In our spark st app we are defining the typed data format. What is interesting about is that even if the producer of this message decides to evolve/change the data schema this code will still work.
We we set up the code to subscribe one consumer to each topic and continuously poll data from kafka about these topics and deserialise into objects.
We pull shipment records and we calculate the “inventory on hand” by increasing the availability of the product from the shipment messages and decreasing from the sales.
If the availability of a product drops below a certain threashold, we generate a ‘low-availability’ event/message to a new topic, for other applications to react
The idea is for downstream applications (or connectors) to update our catalogue in real-time as presented in web and mobile apps
Re-order products with low-inventory at a particular store
This is the entire spark streaming application you require for this example. Simple?
So we generated 1B messages in less than 30 min.
Obviously when it comes to production monitoring is crusial.
There are noumerus tools out there for this job, and kafka itself provides a rich set of metrics that applications such as Prometeus and Graphana can expose and visualise.
And if you are the poor devops guy that needs to deploy, configure and scale up or down, view logs etc…
How can you deliver such an infrastructure ?
Actually this is a hard task. Fortunately some amazing developers provide an integration that sorts this problem
In a matter of minutes.
Confluent-On-Cloudera => Excellent integration with Hadoop
http://www.landoop.com/blog/2016/07/confluent-on-cloudera/
So these tools we’ve seen, seem to be very commonly used together in the streaming architecture. Spark and in particular Spark Streaming and Kafka for ingesting the data in adorable resilient scalable away.
You normally require some sort of scalable distributed storage most commonly used Cassandra but in principle it can be almost any other data store.
And some missing parts ”how do I glue things together?” and “what infrastructure to run them on?”
So we’ve seen people adapting this kind of humourus acronym SMACK stack which stands for …
Mesos is emerging the next generation in managing a clustering system, still early days but we really like it.
Akka is meeting the need for micro services and glues things together especially with Akka Streams..
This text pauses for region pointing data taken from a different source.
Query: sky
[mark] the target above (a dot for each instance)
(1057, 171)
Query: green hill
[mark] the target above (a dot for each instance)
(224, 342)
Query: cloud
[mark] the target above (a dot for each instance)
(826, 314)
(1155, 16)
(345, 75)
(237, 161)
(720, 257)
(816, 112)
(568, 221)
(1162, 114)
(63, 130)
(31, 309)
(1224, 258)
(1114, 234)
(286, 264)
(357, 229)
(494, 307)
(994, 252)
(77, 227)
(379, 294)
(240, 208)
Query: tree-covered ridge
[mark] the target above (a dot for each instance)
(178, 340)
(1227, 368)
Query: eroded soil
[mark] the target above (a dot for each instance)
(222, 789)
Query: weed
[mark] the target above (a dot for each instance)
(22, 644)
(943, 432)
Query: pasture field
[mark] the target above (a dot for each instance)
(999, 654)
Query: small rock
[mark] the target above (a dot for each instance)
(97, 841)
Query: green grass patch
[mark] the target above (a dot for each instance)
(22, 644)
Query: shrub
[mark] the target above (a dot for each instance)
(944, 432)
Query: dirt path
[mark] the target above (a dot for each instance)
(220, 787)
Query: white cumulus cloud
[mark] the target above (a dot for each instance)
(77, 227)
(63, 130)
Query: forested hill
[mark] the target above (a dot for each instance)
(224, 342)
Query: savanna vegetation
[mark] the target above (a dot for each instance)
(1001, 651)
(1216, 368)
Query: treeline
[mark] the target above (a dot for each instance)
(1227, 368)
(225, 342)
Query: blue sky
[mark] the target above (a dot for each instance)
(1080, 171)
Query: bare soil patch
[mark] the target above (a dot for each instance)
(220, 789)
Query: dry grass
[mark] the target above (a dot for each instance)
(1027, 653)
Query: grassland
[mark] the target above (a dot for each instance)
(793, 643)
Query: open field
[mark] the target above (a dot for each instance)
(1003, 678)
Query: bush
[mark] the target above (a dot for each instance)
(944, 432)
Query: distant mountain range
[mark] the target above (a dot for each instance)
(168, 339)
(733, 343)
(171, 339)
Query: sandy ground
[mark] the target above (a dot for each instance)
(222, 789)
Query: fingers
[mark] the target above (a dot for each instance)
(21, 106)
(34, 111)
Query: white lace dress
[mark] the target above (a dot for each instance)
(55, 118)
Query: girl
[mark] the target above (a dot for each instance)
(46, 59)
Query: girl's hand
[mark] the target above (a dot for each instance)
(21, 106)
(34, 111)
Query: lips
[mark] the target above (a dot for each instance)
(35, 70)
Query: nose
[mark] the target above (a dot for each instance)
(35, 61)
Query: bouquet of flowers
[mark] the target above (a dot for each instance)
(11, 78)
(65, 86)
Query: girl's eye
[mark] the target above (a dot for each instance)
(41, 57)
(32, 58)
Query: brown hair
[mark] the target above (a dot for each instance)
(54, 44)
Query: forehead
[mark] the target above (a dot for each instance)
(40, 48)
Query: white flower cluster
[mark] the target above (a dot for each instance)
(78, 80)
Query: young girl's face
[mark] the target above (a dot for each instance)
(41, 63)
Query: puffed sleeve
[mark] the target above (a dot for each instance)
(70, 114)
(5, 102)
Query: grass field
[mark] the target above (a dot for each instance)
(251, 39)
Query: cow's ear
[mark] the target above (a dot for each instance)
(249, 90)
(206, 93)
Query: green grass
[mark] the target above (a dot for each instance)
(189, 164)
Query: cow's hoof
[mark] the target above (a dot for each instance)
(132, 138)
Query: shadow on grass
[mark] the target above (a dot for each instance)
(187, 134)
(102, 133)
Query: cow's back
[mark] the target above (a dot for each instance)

Not necessarily agree with it, but all these technologies fit nicely together and we need to be wise when choosing our technology stack...
So this would be a high level architecture on your distributed systems.
We can use our Hadoop cluster, as a DW and for running our Analytics and Machine Learning,
And run on it our Kafka based streaming platform as well
We will most probably use one or more NoSQL clusters, and for our custom and stateless applications we can utilize a Mesos
Cluster and run them within docker containers.
Depending on your needs, you adjust your architecture – but this a very common pattern we’ve seen across many organizations.